Savage Canopy Fitting
A broken canopy fitting shouldn't sideline otherwise good Savage equipment, and with a decent sample to work from it usually doesn't have to. We've made this style of part before and can usually print yours without drama.

A broken canopy fitting shouldn't sideline otherwise good Savage equipment, and with a decent sample to work from it usually doesn't have to. We've made this style of part before and can usually print yours without drama.
Why these break
Bimini and canopy fittings snap at the knuckle. UV exposure breaks down the polymer chains in the original material. By the time the surface looks chalky or faded, the strength underneath is already gone.
How we reproduce them
Bring in the broken part and we'll reverse engineer it — usually with a design tweak that addresses why it failed in the first place, not just a copy of the weak original.
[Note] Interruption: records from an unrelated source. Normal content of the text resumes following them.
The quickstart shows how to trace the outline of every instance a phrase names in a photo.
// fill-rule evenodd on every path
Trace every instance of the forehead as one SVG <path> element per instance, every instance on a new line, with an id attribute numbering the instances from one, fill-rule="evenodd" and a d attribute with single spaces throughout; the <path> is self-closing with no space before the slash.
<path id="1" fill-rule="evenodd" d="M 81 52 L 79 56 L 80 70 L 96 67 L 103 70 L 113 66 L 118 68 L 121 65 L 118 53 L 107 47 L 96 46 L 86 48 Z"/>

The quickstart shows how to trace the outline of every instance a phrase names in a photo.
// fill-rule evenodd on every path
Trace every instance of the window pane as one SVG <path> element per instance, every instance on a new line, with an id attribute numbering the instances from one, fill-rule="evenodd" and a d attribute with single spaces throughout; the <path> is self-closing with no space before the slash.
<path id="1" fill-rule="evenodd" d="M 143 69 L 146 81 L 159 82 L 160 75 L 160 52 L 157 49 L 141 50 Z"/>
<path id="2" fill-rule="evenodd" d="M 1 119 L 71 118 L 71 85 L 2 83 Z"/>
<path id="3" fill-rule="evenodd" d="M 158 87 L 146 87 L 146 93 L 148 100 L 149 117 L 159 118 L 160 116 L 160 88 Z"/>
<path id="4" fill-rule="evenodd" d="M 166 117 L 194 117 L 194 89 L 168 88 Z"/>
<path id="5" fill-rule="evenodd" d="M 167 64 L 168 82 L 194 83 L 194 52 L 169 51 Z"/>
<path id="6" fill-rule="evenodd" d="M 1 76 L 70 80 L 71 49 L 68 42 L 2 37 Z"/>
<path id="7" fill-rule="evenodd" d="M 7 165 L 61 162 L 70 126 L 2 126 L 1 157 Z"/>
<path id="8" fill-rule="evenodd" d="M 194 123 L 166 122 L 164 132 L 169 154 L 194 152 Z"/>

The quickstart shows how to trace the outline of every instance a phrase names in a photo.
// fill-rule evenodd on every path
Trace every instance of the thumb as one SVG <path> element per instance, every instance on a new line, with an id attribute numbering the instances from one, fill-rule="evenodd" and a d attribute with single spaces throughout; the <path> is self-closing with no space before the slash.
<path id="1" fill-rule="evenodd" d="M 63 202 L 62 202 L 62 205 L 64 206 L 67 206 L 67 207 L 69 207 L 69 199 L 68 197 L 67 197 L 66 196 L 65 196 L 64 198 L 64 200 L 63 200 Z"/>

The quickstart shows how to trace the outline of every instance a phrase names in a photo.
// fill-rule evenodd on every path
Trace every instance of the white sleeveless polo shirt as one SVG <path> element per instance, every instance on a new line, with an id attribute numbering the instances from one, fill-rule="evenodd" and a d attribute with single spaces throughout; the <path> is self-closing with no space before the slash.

We print these in PA-CF. Carbon-fibre nylon is the strongest material we run — it goes into parts that carry real load, where a lesser plastic would be the next thing to break.
As with everything in our library: whether a part can be reproduced depends on size, load, heat, material, and having a decent sample to work from. Send photos first — the assessment costs you nothing, and we'll tell you honestly if a genuine spare is the better option.
Part details
| Manufacturer | Savage |
|---|---|
| Vehicle / equipment type | Boat / outboard |
| Common failure mode | Bimini and canopy fittings snap at the knuckle |
| Typical use case | Direct replacement for the original canopy fitting on the Savage. |
Printing & reverse engineering
| Can print directly | Yes |
|---|---|
| Can scan from broken sample | Yes |
| Can redesign / improve | Yes |
| Recommended material | PA-CF |
| Alternative materials | ASA |
| Print technology | FDM |
| Difficulty | Medium |
| Estimated print time | 1–3 hours |
| Estimated cost range | $18 – $40 |
| Expected lifespan | 5+ years |
| Outdoor suitable | Yes |
| Heat resistant | No |
| Load bearing | Depends |
| Requires post-processing | No |
Ask us about this part
Many plastic parts can be recreated, repaired, redesigned, or printed, depending on size, load, heat, material, and available samples.